Studies have been conducted on improving the feature selection process to enhance intrusion detection approaches. Feature selection is choosing relevant attributes within a dataset that will allow for additional information to be extracted by classifying the datasets based on the selected features. Studies within the relevant literature have focused on improving feature selection as part of developing hybrid approaches to enhance intrusion detection approaches. De la Hoz, De La Hoz, Ortiz, Ortega, and Prieto (2015) suggested using the probability based Self-Organising Maps (SOMs) and using Principle Component Analysis (PCA) and Fisher Discriminant Ratio (FDR) for selecting features. The experiments conducted suggested the proposed feature selection approach applied on the NSL-KDD dataset was precise compared to the results obtained from standard algorithms. Gauthama Raman, Kirthivasan, and Shankar Sriram (2017) focused on Rough Set Theory (RST) to extract additional data from a dataset and proposed Rough Set Hyper-graph (RSHGT) as a solution for extracting an optimised feature subset. Experiments had been conducted on the KDD Cup 99 dataset, the proposed RSHGT was evaluated by applying the selected features on chosen classifiers then comparing the results to other feature extraction techniques using the same chosen classifiers.

Aminanto, Choi, Tanuwidjaja, Yoo, and Kim (2018), identified the optimal feature to detect an impersonator on a Wi-Fi network using machine learning algorithms. The results show by identifying the optimal features the performance of that machine learning algorithms can be enhanced. This suggests selecting the optimal feature for the current study can enhance the performance of the machine learning algorithms. The feature selection process can take place in the pre-processing phase of this study. The study conducted by Soheily-Khah et al. (2018) presented the pre-processing procedure that had been implemented on the ISCX dataset. The processing procedure implemented was developed to convert raw traffic and separate the data into different traffic types (normal and abnormal). That particular study converted the data from nominal to numeric.
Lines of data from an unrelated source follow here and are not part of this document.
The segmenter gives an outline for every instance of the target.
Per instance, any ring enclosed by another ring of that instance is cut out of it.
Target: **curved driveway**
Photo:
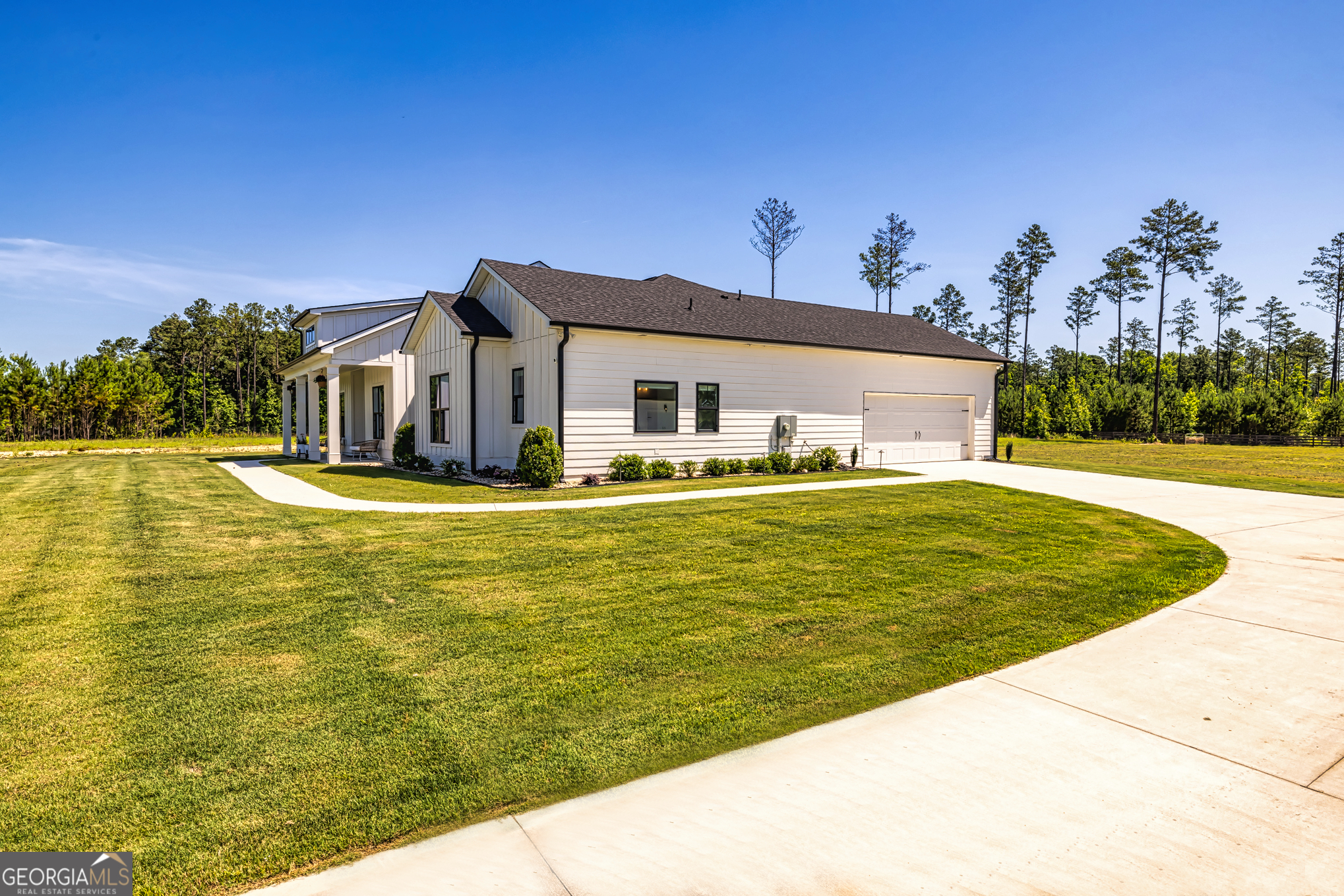
[[[1344,893],[1344,500],[907,469],[1165,520],[1227,575],[1001,672],[266,892]]]

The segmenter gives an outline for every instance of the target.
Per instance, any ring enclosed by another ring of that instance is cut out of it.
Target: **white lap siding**
[[[988,457],[996,364],[679,336],[571,329],[564,348],[566,474],[601,473],[614,454],[704,461],[769,450],[780,414],[793,449],[863,447],[864,392],[974,396],[974,445]],[[634,382],[677,383],[677,433],[634,433]],[[719,431],[695,431],[696,383],[719,384]],[[806,443],[806,445],[804,445]]]

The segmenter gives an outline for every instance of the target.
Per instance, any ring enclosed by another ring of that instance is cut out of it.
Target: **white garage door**
[[[863,394],[863,462],[962,461],[970,399],[943,395]]]

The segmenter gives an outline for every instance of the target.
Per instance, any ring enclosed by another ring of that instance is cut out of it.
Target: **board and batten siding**
[[[798,450],[863,447],[864,392],[974,396],[972,458],[991,453],[997,364],[817,347],[571,328],[564,348],[564,472],[603,473],[614,454],[704,461],[769,450],[796,414]],[[677,383],[677,433],[634,433],[634,382]],[[695,431],[696,383],[719,384],[719,431]],[[805,445],[804,445],[805,443]]]

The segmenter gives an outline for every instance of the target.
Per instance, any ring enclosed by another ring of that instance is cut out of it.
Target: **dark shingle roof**
[[[461,293],[435,293],[429,290],[426,293],[434,300],[434,304],[444,309],[457,329],[462,330],[465,336],[500,336],[508,339],[512,333],[508,328],[499,322],[493,314],[485,310],[474,298],[464,298]]]
[[[988,348],[909,314],[882,314],[762,296],[742,296],[739,300],[737,293],[711,289],[671,274],[650,279],[624,279],[481,261],[536,305],[552,324],[976,361],[1007,360]]]

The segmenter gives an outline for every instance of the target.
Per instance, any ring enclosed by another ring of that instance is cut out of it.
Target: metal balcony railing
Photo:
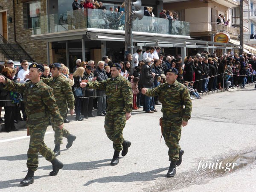
[[[21,56],[0,34],[0,48],[10,59],[13,61],[20,61],[22,59]]]

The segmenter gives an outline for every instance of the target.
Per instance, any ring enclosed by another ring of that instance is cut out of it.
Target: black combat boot
[[[122,143],[123,150],[122,151],[122,156],[125,157],[128,152],[128,148],[131,146],[131,143],[128,141],[124,140]]]
[[[176,174],[176,161],[171,160],[171,164],[169,170],[166,174],[167,177],[173,177]]]
[[[56,158],[51,161],[52,164],[52,171],[50,172],[50,176],[56,175],[59,170],[63,167],[63,163],[59,161]]]
[[[20,184],[27,186],[34,183],[34,173],[35,172],[29,169],[28,173],[23,180],[20,181]]]
[[[110,163],[111,165],[115,166],[118,164],[119,163],[119,154],[120,154],[120,151],[115,150],[114,155],[113,156],[113,158]]]
[[[82,121],[83,119],[80,119],[79,117],[79,116],[76,115],[76,121]]]
[[[179,166],[181,164],[181,163],[182,163],[182,155],[183,155],[183,154],[184,154],[184,151],[180,151],[180,154],[179,155],[179,160],[177,161],[176,162],[176,165],[177,166]]]
[[[73,142],[76,140],[76,137],[74,135],[70,134],[67,136],[67,144],[66,145],[66,148],[69,148],[71,147],[71,146],[72,146]]]
[[[61,144],[55,144],[55,147],[53,149],[53,152],[55,154],[55,157],[61,154]]]
[[[82,120],[83,120],[84,119],[84,118],[83,117],[82,117],[82,116],[81,116],[81,114],[79,114],[79,118],[80,119],[81,119]]]

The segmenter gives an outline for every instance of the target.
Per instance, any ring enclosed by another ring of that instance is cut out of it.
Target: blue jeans
[[[145,111],[153,110],[153,103],[152,102],[152,97],[149,97],[146,95],[144,97],[144,108]]]
[[[247,79],[245,77],[242,77],[242,85],[243,86],[243,87],[244,87],[244,85],[246,83]]]
[[[194,95],[194,96],[195,96],[195,97],[196,97],[197,98],[198,97],[200,97],[200,96],[199,95],[199,94],[197,92],[196,92],[195,91],[193,91],[193,94]]]
[[[204,75],[203,76],[203,79],[206,78],[207,76],[206,76]],[[203,84],[202,85],[202,90],[203,91],[205,92],[205,91],[207,90],[207,86],[208,85],[208,82],[209,81],[209,79],[207,78],[205,79],[204,79],[203,80]]]

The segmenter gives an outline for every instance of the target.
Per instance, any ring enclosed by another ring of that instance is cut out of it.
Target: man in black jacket
[[[73,8],[73,11],[77,9],[81,9],[80,6],[78,3],[78,0],[75,0],[72,3],[72,8]]]
[[[100,61],[98,63],[97,69],[94,71],[94,77],[97,78],[97,81],[102,81],[108,79],[108,76],[104,70],[105,62],[103,61]],[[105,96],[105,91],[104,90],[97,90],[97,96],[98,97],[98,116],[105,116],[106,114],[106,98]]]
[[[209,90],[212,91],[213,82],[214,82],[214,77],[217,75],[217,70],[214,66],[213,61],[212,61],[212,58],[208,58],[208,64],[209,69],[209,81],[208,84],[208,89]]]
[[[150,67],[151,63],[151,58],[147,58],[145,64],[141,68],[139,82],[143,87],[151,89],[153,86],[153,81],[155,73],[152,72]],[[144,97],[144,108],[147,113],[151,113],[157,111],[153,107],[152,97],[146,95]]]

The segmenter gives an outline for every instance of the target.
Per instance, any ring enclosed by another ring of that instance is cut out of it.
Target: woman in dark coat
[[[191,56],[187,57],[187,61],[185,63],[185,71],[186,71],[184,77],[185,81],[189,82],[192,81],[195,71],[195,66],[194,62],[192,61],[192,57]]]
[[[74,93],[76,103],[75,104],[75,111],[76,111],[76,120],[82,121],[83,118],[81,117],[81,97],[76,96],[75,93],[75,88],[77,88],[80,87],[80,83],[82,81],[84,73],[84,68],[82,67],[79,67],[73,73],[73,77],[75,84],[72,87],[72,90]]]
[[[10,67],[6,67],[3,69],[2,74],[5,76],[6,78],[14,81],[12,78],[12,69]],[[18,131],[15,127],[14,124],[16,110],[15,104],[12,101],[9,101],[12,100],[12,97],[12,97],[12,95],[13,96],[14,94],[17,94],[17,93],[3,89],[2,85],[0,89],[1,96],[5,97],[5,100],[7,101],[6,101],[4,106],[5,131],[8,133],[11,132],[11,131]]]

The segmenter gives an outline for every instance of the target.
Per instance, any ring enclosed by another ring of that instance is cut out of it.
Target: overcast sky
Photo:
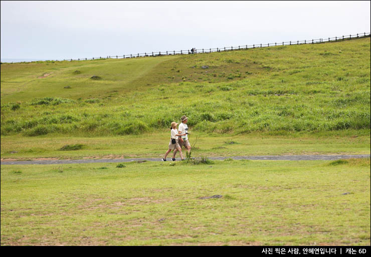
[[[1,58],[216,48],[370,32],[370,1],[1,1]]]

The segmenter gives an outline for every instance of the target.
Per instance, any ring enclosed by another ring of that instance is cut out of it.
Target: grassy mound
[[[218,134],[369,129],[369,38],[156,58],[4,64],[1,134],[138,134],[167,128],[183,115],[192,130]],[[81,73],[74,73],[78,67]],[[35,79],[51,71],[53,77]]]

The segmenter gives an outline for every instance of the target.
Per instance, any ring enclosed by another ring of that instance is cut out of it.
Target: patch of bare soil
[[[28,161],[32,160],[33,161],[53,161],[59,160],[57,158],[36,158],[34,159],[29,159],[29,158],[21,158],[21,159],[15,159],[13,158],[2,158],[0,159],[1,160],[4,161]]]
[[[51,72],[50,73],[45,73],[43,76],[41,76],[40,77],[38,77],[38,78],[39,79],[42,79],[43,78],[46,78],[48,76],[49,76],[50,74],[53,73],[53,72]]]
[[[124,156],[123,155],[113,155],[112,154],[110,154],[109,155],[104,155],[103,156],[86,156],[83,157],[83,159],[123,159],[124,158]]]

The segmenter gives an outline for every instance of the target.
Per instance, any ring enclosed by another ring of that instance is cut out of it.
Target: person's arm
[[[182,126],[180,126],[179,125],[179,128],[180,128],[180,129],[181,129],[181,128],[182,128]],[[182,130],[178,131],[178,133],[179,134],[180,134],[180,133],[182,133],[182,132],[183,132],[183,131],[182,131]],[[185,136],[185,135],[186,135],[185,134],[182,134],[182,136]],[[183,140],[183,139],[182,139],[182,138],[181,138],[181,137],[179,137],[179,138],[178,138],[178,141],[179,141],[179,142],[180,142],[180,143],[182,143],[182,142],[183,141],[184,141],[184,140]]]

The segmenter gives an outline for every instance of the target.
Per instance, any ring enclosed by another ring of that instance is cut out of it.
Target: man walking
[[[187,148],[187,151],[188,151],[188,154],[189,154],[191,153],[191,144],[190,144],[190,142],[188,141],[188,125],[187,125],[188,118],[186,115],[183,115],[181,116],[180,119],[181,120],[181,123],[179,125],[179,127],[178,127],[178,133],[180,134],[184,134],[185,133],[186,135],[179,137],[178,143],[179,143],[179,145],[180,146],[180,148],[181,148],[183,146]],[[177,150],[175,149],[172,154],[172,160],[173,161],[175,160],[175,155],[176,154],[176,151]]]

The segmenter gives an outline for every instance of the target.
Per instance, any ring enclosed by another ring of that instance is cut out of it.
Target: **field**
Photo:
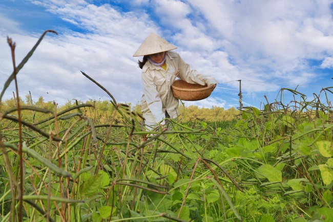
[[[151,132],[103,90],[114,108],[107,123],[88,104],[1,113],[2,221],[333,221],[333,118],[320,99],[331,88],[309,102],[283,89],[299,99]]]

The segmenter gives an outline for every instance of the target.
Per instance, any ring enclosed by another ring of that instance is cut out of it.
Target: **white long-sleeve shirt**
[[[170,118],[176,118],[179,113],[179,100],[172,94],[171,85],[177,77],[189,83],[204,86],[217,84],[213,77],[191,70],[175,52],[168,52],[165,59],[167,69],[156,66],[149,61],[144,64],[141,72],[143,94],[141,99],[141,109],[146,122],[156,124],[165,117],[165,111]],[[164,121],[161,122],[164,124]]]

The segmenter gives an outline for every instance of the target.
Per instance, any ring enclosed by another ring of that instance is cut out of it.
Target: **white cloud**
[[[325,58],[320,67],[323,69],[330,68],[333,67],[333,57],[326,57]]]
[[[221,83],[215,93],[222,87],[237,92],[235,80],[242,79],[244,104],[282,87],[313,84],[319,74],[309,60],[323,60],[321,68],[333,67],[332,1],[124,1],[133,11],[91,1],[31,1],[85,32],[60,29],[58,36],[48,34],[20,78],[42,91],[47,86],[61,87],[64,93],[48,90],[61,98],[107,97],[82,70],[119,101],[136,103],[141,93],[136,63],[140,58],[132,55],[151,32],[177,46],[175,51],[193,68],[215,77]],[[7,74],[11,69],[7,33],[17,45],[17,61],[39,36],[25,34],[20,22],[4,14],[0,23],[0,48],[7,49],[0,55],[0,71]],[[222,100],[213,95],[196,104],[237,105],[232,100],[237,101],[237,93],[224,97],[227,92],[220,92]]]

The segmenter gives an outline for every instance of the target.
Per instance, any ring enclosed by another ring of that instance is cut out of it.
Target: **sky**
[[[17,75],[19,95],[63,105],[75,99],[139,103],[142,57],[151,32],[167,40],[193,69],[219,82],[211,95],[185,106],[262,109],[319,97],[333,86],[333,0],[0,0],[0,89],[48,33]],[[239,81],[241,80],[241,81]],[[240,82],[241,83],[240,85]],[[282,89],[282,90],[281,90]],[[14,82],[3,100],[13,97]],[[325,93],[327,92],[328,101]]]

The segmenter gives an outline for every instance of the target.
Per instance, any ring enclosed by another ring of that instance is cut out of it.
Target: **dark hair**
[[[142,69],[142,67],[143,67],[143,66],[144,66],[144,64],[145,64],[145,63],[147,63],[148,60],[148,57],[146,55],[143,56],[142,62],[141,62],[140,60],[138,60],[138,64],[139,64],[139,67],[140,67],[141,69]]]

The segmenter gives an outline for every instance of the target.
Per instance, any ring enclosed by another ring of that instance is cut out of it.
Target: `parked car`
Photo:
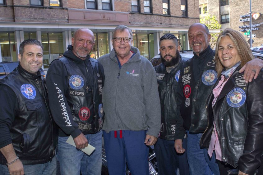
[[[0,79],[9,74],[18,65],[18,61],[8,62],[3,61],[0,63]],[[40,69],[41,75],[44,77],[46,77],[45,73],[42,69]]]
[[[259,53],[263,54],[263,46],[251,47],[251,50]]]

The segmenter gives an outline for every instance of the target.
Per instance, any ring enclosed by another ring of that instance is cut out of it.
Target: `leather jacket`
[[[161,123],[159,137],[168,141],[174,140],[176,125],[176,92],[180,70],[183,64],[182,57],[177,66],[169,73],[161,63],[155,67],[161,102]]]
[[[103,73],[98,61],[90,59],[94,74],[91,82],[88,82],[86,75],[83,74],[73,60],[65,56],[59,59],[67,71],[69,85],[65,95],[66,99],[74,122],[84,134],[100,130],[104,119],[102,98]]]
[[[212,92],[208,99],[210,122],[200,144],[209,147],[213,116],[222,160],[251,174],[260,165],[263,152],[263,70],[256,79],[248,84],[243,79],[243,74],[238,73],[240,69],[238,68],[226,82],[212,109]]]
[[[214,52],[211,53],[201,77],[197,81],[196,80],[195,83],[193,79],[195,72],[193,71],[194,65],[192,65],[192,59],[186,61],[181,70],[179,82],[184,96],[181,114],[184,119],[184,128],[186,130],[189,128],[189,131],[193,132],[202,132],[207,126],[205,101],[217,78]],[[185,119],[189,117],[191,123],[186,123]]]
[[[13,90],[18,102],[9,131],[16,155],[24,165],[51,161],[55,155],[57,128],[50,111],[44,78],[36,78],[19,66],[1,83]],[[6,163],[0,153],[0,163]]]

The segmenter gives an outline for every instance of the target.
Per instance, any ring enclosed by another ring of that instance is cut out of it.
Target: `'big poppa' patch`
[[[29,84],[24,84],[20,88],[23,95],[28,99],[34,99],[36,96],[36,90],[32,85]]]
[[[79,75],[73,75],[69,78],[68,83],[72,89],[80,89],[84,86],[84,80]]]
[[[226,100],[230,106],[237,108],[245,103],[246,98],[245,92],[242,89],[238,88],[233,89],[228,93]]]

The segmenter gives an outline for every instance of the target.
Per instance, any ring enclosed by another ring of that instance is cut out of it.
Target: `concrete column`
[[[160,41],[160,34],[159,32],[154,33],[154,55],[157,55],[159,53],[159,49],[160,45],[159,42]]]
[[[62,32],[63,37],[63,49],[64,52],[67,50],[67,47],[71,44],[71,39],[72,38],[71,31],[63,31]]]
[[[109,32],[108,33],[108,44],[109,46],[109,51],[110,52],[113,49],[113,46],[111,42],[111,39],[112,38],[112,32]]]

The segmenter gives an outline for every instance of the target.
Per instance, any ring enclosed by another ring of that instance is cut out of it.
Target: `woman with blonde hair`
[[[219,35],[215,59],[221,77],[207,101],[209,124],[201,143],[210,155],[215,151],[220,174],[263,174],[263,70],[248,83],[238,72],[253,58],[238,32]]]

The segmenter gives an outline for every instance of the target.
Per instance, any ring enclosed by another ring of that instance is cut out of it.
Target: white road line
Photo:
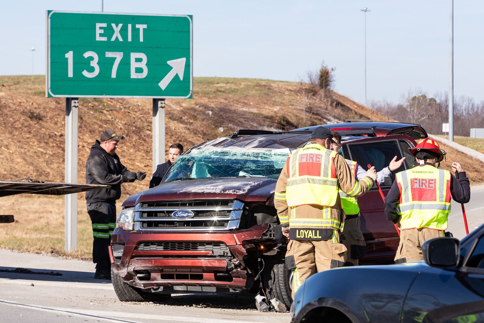
[[[80,317],[85,317],[87,319],[93,319],[96,318],[99,320],[102,320],[106,322],[113,322],[113,323],[142,323],[142,322],[136,322],[135,321],[128,321],[126,320],[116,320],[109,319],[107,317],[101,317],[100,316],[96,316],[92,315],[86,315],[83,314],[81,312],[82,311],[79,311],[77,310],[75,310],[74,309],[69,309],[68,310],[65,310],[63,309],[58,309],[55,308],[47,308],[43,306],[37,306],[36,305],[28,305],[21,304],[18,303],[15,303],[14,302],[10,302],[9,301],[6,301],[2,299],[0,299],[0,304],[3,304],[5,305],[10,305],[11,306],[15,306],[16,307],[23,308],[29,308],[30,309],[35,309],[37,310],[42,311],[43,312],[49,312],[50,313],[55,313],[56,314],[70,314],[71,315],[74,315],[75,316],[79,316]]]
[[[44,282],[39,281],[35,279],[0,279],[0,283],[1,284],[17,284],[18,285],[25,285],[26,286],[33,283],[34,285],[38,286],[50,286],[57,287],[69,287],[76,288],[87,288],[90,289],[104,289],[109,291],[114,291],[113,285],[111,284],[101,284],[97,283],[81,283],[73,281],[58,281],[52,282]]]
[[[265,322],[257,321],[241,321],[240,320],[224,320],[217,319],[208,319],[204,318],[189,317],[188,316],[172,316],[171,315],[162,315],[159,314],[137,314],[136,313],[125,313],[121,312],[112,312],[107,311],[92,310],[89,309],[82,309],[79,308],[49,308],[37,305],[29,305],[21,304],[18,303],[10,302],[0,299],[0,304],[4,304],[12,306],[25,308],[31,309],[37,309],[46,312],[51,312],[61,314],[70,314],[78,316],[104,320],[108,322],[119,323],[120,322],[129,322],[129,323],[141,323],[137,321],[128,321],[124,320],[118,320],[110,318],[111,317],[123,317],[133,319],[145,319],[155,320],[167,321],[176,322],[193,322],[194,323],[205,323],[209,321],[211,323],[266,323]]]

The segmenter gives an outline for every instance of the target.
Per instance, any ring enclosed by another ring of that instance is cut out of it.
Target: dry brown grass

The pre-processing phase is a critical process when applying machine learning (Malley et al., 2016). In the pre-processing phase, the datasets are massaged and prepared to be applied to the selected machine learning algorithms. However, there is a combination of steps that can be taken in the pre-processing phase depending on the requirements of this study and the data collected. Within literature, there are variations of the pre-processing phase (Bramer, 2013; García, 2015; Hackeling, 2014). Hence, after considering the combination of possible steps within the pre-processing phase and the requirements of this study, a pre-processing phase was developed for this study (presented in Section 4.2). The pre- processing procedure developed processes, the acquired SSH honeypot datasets to exhibit the sequence of adversary commands for a unique session.

28

The classification and association problems that are solved by the machine learning algorithms, align with the current study. In order to identify the classification and association machine learning algorithms that should be utilised, the four main probability inferences were examined. The Bayesian and frequentist interpretations of probability were selected for this study. The Naïve Bayes and Markov chain probabilistic classification algorithms, that are based on the Bayesian theorem of probability had been chosen. Along with the Apriori and Eclat association rule mining algorithms, that are based on the frequentist theorem of probability, had also been chosen for this study.